Sampah rumah tangga masih mendominasi komposisi sampah nasional pada 2024. Menurut data Sistem Informasi pengelolaan Sampah Nasional (SIPSN) Kementerian Lingkungan Hidup dan Kehutanan (KLHK), Indonesia menghasilkan sekitar 33,79 juta ton timbulan sampah sepanjang 2024. Volume tersebut turun 21,83% dibanding tahun 2023 yang bahkan mencapai 43,23 juta ton sampah, tertinggi selama 6 tahun terakhir.
Besarnya angka tersebut ditambah masalah dimana sebagian besar masih berakhir di Tempat Pembuangan Akhir (TPA) tanpa melalui proses pemilahan, pengolahan, atau daur ulang yang memadai. Masalah ini kemudian berlapis: mulai dari pencemaran, bau tak sedap, hingga menurunnya kualitas lingkungan.
Pemerintah sebenarnya telah mengeluarkan sejumlah regulasi terkait pengelolaan sampah. Beberapa aturan persampahan telah diberlakukan untuk kurangi timbulan sampah dan mewujudkan pengelolaan sampah yang lebih sehat dan berkelanjutan, mulai dari Undang-Undang (UU), Peraturan Pemerintah (PP), Peraturan Menteri (Permen) hingga Peraturan Daerah (Perda).
Namun, implementasi di lapangan masih menghadapi kendala: kesadaran masyarakat yang rendah, keterbatasan infrastruktur, serta minimnya dukungan konsisten dari pemerintah daerah.
Beban TPA dan Dampaknya
Tidak berusaha untuk menyalahkan pemerintah yang sudah memberi regulasi, namun fakta di lapangan banyak TPA di berbagai daerah sudah kewalahan menampung sampah.
Tumpukan sampah yang menggunung menimbulkan potensi longsor, kebakaran, hingga pencemaran air tanah akibat lindi (cairan hasil pembusukan sampah).

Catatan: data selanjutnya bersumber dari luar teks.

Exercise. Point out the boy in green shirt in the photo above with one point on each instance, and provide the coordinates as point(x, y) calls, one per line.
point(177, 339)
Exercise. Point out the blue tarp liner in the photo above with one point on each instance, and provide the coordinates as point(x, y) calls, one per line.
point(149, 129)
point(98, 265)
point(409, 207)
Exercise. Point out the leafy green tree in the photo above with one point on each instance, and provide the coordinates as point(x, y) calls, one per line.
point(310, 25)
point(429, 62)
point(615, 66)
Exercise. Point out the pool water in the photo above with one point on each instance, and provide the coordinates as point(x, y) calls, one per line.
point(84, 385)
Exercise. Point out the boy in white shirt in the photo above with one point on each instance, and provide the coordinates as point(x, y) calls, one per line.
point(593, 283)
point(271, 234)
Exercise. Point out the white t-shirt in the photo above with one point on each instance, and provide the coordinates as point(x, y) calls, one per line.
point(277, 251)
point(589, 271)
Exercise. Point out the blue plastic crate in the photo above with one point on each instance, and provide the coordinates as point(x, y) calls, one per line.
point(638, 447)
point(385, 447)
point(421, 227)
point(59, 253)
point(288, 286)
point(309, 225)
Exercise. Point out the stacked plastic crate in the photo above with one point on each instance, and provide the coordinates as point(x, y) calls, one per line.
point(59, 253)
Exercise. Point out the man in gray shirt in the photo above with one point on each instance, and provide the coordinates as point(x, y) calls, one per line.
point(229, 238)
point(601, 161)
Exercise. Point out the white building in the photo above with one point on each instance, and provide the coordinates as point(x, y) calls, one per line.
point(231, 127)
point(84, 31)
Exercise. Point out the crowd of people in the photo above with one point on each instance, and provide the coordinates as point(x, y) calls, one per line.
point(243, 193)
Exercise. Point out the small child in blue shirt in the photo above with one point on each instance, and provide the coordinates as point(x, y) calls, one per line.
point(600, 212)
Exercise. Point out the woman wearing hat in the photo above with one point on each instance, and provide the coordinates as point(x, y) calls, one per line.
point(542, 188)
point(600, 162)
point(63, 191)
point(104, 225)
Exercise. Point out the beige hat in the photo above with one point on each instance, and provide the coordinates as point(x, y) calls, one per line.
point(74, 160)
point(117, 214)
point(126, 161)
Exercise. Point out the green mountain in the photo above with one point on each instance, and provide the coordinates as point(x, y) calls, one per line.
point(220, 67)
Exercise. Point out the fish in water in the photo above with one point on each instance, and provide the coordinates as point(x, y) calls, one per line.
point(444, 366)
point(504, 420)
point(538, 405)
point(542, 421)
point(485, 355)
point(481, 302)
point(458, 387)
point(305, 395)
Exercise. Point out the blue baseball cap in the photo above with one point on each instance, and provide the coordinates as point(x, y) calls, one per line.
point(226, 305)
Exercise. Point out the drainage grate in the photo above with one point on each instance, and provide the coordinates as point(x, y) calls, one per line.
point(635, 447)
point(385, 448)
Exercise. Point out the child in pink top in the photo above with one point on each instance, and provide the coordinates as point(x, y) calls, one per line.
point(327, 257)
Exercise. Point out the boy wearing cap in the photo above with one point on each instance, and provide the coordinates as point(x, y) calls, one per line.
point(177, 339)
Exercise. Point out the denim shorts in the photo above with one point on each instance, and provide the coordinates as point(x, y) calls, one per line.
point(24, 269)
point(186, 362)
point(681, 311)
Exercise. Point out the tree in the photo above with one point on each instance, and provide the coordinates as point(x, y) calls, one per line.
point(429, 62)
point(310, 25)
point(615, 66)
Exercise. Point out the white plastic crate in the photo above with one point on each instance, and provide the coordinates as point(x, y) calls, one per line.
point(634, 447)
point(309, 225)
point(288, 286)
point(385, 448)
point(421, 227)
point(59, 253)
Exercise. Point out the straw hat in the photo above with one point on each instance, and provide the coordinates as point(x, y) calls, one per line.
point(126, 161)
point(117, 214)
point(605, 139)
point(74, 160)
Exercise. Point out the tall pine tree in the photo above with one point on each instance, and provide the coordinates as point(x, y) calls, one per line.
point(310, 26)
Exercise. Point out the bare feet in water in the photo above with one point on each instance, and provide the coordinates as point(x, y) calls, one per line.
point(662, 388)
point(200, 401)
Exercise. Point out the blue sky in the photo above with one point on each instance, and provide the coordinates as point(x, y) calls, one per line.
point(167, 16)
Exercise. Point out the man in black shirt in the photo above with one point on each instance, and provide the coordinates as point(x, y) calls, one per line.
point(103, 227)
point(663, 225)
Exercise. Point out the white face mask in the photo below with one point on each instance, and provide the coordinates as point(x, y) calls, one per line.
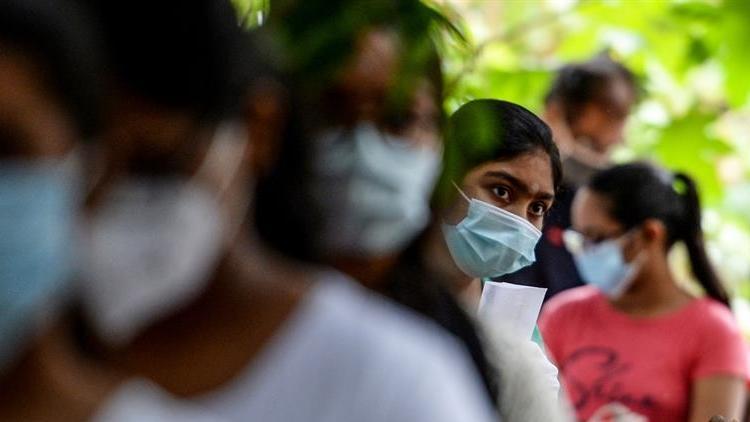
point(152, 246)
point(373, 190)
point(603, 265)
point(490, 241)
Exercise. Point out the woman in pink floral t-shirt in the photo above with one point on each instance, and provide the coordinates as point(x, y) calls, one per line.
point(633, 339)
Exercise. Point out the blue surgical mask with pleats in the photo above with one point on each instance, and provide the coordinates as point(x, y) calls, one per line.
point(37, 210)
point(604, 267)
point(490, 242)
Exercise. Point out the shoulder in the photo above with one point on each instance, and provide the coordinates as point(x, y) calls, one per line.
point(573, 300)
point(398, 354)
point(374, 325)
point(713, 317)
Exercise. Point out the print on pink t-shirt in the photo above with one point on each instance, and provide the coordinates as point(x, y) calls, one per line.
point(647, 364)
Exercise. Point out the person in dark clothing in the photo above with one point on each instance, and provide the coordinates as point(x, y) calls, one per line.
point(587, 108)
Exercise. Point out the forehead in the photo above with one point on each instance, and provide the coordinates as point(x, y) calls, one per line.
point(31, 120)
point(533, 168)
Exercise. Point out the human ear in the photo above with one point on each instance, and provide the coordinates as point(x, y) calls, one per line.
point(265, 115)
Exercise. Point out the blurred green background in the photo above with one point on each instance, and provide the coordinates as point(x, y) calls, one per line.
point(693, 62)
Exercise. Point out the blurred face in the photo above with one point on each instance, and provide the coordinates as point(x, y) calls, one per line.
point(32, 124)
point(374, 166)
point(523, 186)
point(591, 219)
point(600, 127)
point(367, 81)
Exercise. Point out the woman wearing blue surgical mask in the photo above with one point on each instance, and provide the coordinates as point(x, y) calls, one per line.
point(501, 171)
point(48, 103)
point(362, 154)
point(178, 287)
point(634, 341)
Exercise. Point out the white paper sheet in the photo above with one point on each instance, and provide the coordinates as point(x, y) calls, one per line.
point(512, 306)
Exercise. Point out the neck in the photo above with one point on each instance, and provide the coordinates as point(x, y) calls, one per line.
point(440, 260)
point(654, 291)
point(53, 382)
point(249, 298)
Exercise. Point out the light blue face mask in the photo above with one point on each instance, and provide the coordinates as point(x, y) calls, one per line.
point(603, 266)
point(36, 217)
point(373, 190)
point(490, 242)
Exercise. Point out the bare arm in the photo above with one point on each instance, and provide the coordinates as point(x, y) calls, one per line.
point(718, 395)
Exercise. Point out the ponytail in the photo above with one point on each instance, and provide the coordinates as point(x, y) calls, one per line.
point(689, 231)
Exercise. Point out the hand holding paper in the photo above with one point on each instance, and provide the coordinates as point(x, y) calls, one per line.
point(513, 306)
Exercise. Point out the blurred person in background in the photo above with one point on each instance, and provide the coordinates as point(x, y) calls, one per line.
point(48, 106)
point(179, 289)
point(502, 170)
point(633, 339)
point(587, 108)
point(363, 148)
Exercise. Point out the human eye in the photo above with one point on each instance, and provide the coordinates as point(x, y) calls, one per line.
point(502, 192)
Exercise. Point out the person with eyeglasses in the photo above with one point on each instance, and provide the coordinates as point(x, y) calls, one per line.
point(634, 341)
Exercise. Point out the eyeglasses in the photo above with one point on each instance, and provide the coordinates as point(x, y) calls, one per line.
point(577, 243)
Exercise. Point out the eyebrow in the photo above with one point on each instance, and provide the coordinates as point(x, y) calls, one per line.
point(518, 184)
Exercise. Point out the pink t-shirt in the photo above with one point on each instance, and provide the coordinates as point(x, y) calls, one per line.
point(647, 364)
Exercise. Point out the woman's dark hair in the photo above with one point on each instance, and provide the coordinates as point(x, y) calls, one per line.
point(488, 130)
point(579, 84)
point(56, 36)
point(185, 55)
point(640, 191)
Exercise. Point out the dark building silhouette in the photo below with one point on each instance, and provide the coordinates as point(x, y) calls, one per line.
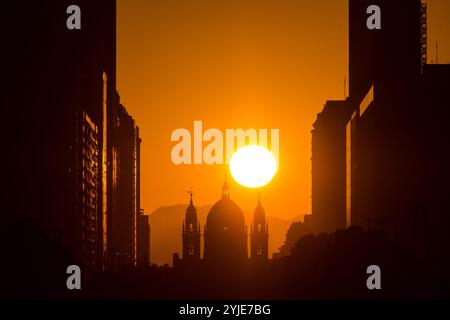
point(225, 237)
point(328, 165)
point(124, 222)
point(84, 179)
point(63, 94)
point(259, 235)
point(191, 233)
point(393, 159)
point(144, 240)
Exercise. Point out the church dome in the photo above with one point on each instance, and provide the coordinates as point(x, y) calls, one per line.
point(225, 213)
point(225, 231)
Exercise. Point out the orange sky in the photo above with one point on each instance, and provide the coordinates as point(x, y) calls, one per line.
point(236, 64)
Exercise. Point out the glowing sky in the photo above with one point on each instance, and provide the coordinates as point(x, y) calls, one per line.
point(236, 64)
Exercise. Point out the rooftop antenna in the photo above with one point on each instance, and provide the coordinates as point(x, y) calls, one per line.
point(345, 88)
point(437, 55)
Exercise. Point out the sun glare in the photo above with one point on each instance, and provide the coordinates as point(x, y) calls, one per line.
point(253, 166)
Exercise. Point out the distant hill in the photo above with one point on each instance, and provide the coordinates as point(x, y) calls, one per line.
point(166, 227)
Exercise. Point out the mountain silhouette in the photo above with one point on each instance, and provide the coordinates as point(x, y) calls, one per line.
point(166, 225)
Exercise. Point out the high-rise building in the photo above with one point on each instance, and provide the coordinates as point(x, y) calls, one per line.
point(144, 240)
point(328, 166)
point(64, 95)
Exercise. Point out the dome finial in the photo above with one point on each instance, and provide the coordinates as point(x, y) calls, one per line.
point(225, 188)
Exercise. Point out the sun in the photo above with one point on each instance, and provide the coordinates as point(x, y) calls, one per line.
point(253, 166)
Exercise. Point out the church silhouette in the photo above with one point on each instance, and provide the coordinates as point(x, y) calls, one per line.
point(225, 236)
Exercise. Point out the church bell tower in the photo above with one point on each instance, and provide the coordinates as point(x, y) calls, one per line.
point(259, 235)
point(191, 233)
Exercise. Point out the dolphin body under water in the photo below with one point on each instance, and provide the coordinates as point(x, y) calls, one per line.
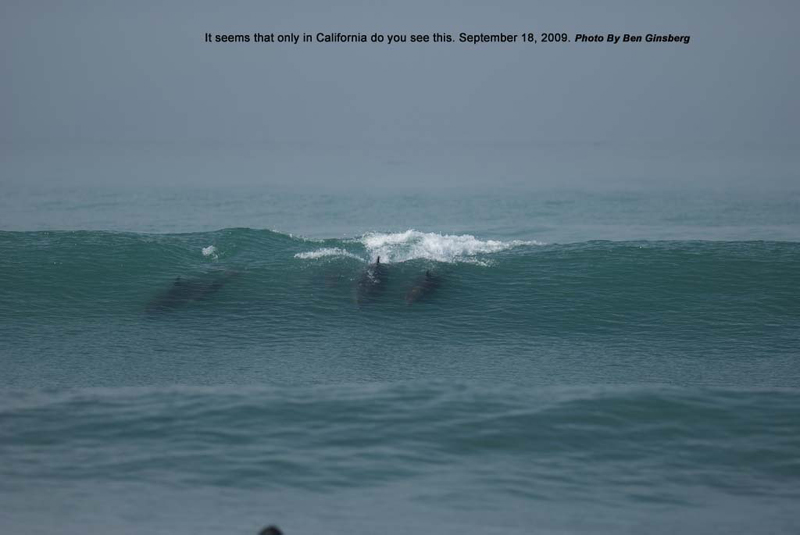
point(371, 282)
point(423, 287)
point(184, 291)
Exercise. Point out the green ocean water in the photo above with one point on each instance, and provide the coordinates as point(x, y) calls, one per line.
point(559, 363)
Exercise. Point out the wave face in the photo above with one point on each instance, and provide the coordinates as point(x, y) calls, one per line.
point(209, 382)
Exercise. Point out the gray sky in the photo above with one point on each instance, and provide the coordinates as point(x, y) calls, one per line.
point(133, 74)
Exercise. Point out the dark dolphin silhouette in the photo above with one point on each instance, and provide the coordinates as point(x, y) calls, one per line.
point(184, 291)
point(371, 282)
point(423, 287)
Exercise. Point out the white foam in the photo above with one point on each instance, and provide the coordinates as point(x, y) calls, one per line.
point(326, 251)
point(412, 245)
point(210, 251)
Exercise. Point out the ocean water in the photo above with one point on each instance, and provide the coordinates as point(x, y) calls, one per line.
point(203, 360)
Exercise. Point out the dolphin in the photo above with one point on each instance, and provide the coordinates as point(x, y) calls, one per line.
point(183, 291)
point(371, 282)
point(424, 286)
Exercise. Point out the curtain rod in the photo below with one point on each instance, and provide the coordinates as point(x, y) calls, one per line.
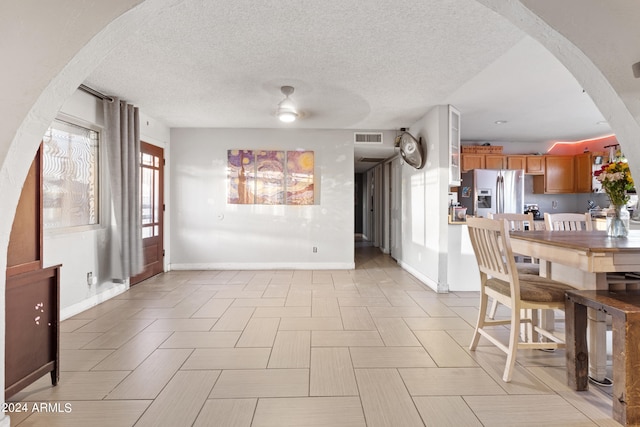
point(94, 92)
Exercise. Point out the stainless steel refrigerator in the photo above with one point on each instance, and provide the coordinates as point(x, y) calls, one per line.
point(485, 191)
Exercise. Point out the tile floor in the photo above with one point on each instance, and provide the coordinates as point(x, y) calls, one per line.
point(366, 347)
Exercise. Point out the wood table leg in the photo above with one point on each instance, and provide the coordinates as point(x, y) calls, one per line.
point(597, 344)
point(626, 372)
point(577, 354)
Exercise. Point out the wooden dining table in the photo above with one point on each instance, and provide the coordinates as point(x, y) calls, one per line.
point(582, 259)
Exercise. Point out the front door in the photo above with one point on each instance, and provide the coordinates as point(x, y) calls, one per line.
point(151, 190)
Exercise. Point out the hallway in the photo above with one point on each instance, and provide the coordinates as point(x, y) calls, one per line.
point(370, 346)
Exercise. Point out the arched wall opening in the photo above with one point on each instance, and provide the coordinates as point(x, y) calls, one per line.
point(34, 88)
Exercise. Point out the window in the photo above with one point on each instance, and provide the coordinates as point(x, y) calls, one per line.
point(70, 176)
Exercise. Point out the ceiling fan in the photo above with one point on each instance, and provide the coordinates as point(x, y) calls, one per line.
point(411, 150)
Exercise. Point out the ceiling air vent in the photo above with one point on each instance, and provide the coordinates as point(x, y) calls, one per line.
point(368, 137)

Selain hal tersebut, emisi gas metana dari sampah organik juga berkontribusi terhadap perubahan iklim. Sungai dan laut pun ikut tercemar oleh plastik sekali pakai yang sulit terurai. Akibatnya, ekosistem terganggu, satwa mati karena menelan sampah plastik, dan rantai makanan manusia pun terancam.
Sudah merusak lingkungan, begitupula dalam sector kesehatan. Dampak sampah rumah tangga tidak hanya sebatas pada lingkungan, tapi juga kesehatan kita semua. TPA yang tidak terkelola dengan baik menjadi sarang nyamuk, tikus, hingga lalat yang membawa penyakit menular.
Masyarakat yang tinggal di sekitar TPA sering mengalami gangguan pernapasan, iritasi kulit, hingga risiko penyakit kronis akibat polusi udara dan air.
Secara keseluruhan jika ini berkelanjutan, Sampah rumah tangga yang dapat diatasi akan mengandung zat yang berpotensi membahayakan alam atau lingkungan. Limbah kimia berbahaya merupakan contoh limbah rumah tangga yang tidak dapat didaur ulang.
Limbah ini mengandung zat beracun, asam, pupuk kimia, dan zat serupa, dan dapat menjadi bahaya serius bagi lingkungan jika tidak ditangani. Limbah medis juga termasuk limbah rumah tangga yang tidak dapat didaur ulang. Barang-barang seperti perlengkapan medis yang terinfeksi atau residu obat-obatan memerlukan pembuangan khusus.
Apa yang harus kita lakukan?
Bagi penulis, usaha untuk mengelola sampah rumah tangga bukan hanya tanggung jawab pemerintah, tetapi juga individu (perseorangan).
Langkah sederhana yang bisa dimulai adalah dari memilah sampah organik dan anorganik di rumah. Sampah organik bisa diolah menjadi kompos, sementara sampah anorganik bisa didaur ulang atau disalurkan ke bank sampah.
Gerakan reduce, reuse, recycle (3R) perlu ditanamkan dalam keseharian, misalnya membawa tas belanja sendiri, mengurangi penggunaan plastik sekali pakai, dan memperbaiki barang sebelum membuangnya.
Pemerintah pun juga perlu untuk memperkuat sistem pengelolaan terpadu, memperbanyak fasilitas daur ulang, dan mendorong inovasi ekonomi sirkular agar sampah tidak lagi dipandang sebagai beban, melainkan sumber daya.
Suara Kita
Mengelola sampah rumah tangga adalah bentuk nyata cinta kita pada bumi. Setiap langkah kecil, seperti memilah sampah atau mengurangi plastik, akan berdampak besar jika dilakukan bersama-sama.
Kita tidak bisa menunggu kebijakan sempurna, sebab perubahan bisa dimulai dari diri sendiri dan lingkungan terdekat. Jika ingin masa depan yang lestari, kita harus berhenti memandang sampah sebagai sesuatu yang "hilang begitu saja" setelah dibuang. Suara kita penting untuk mendorong gerakan kolektif, agar pengelolaan sampah menjadi budaya, bukan sekadar kewajiban.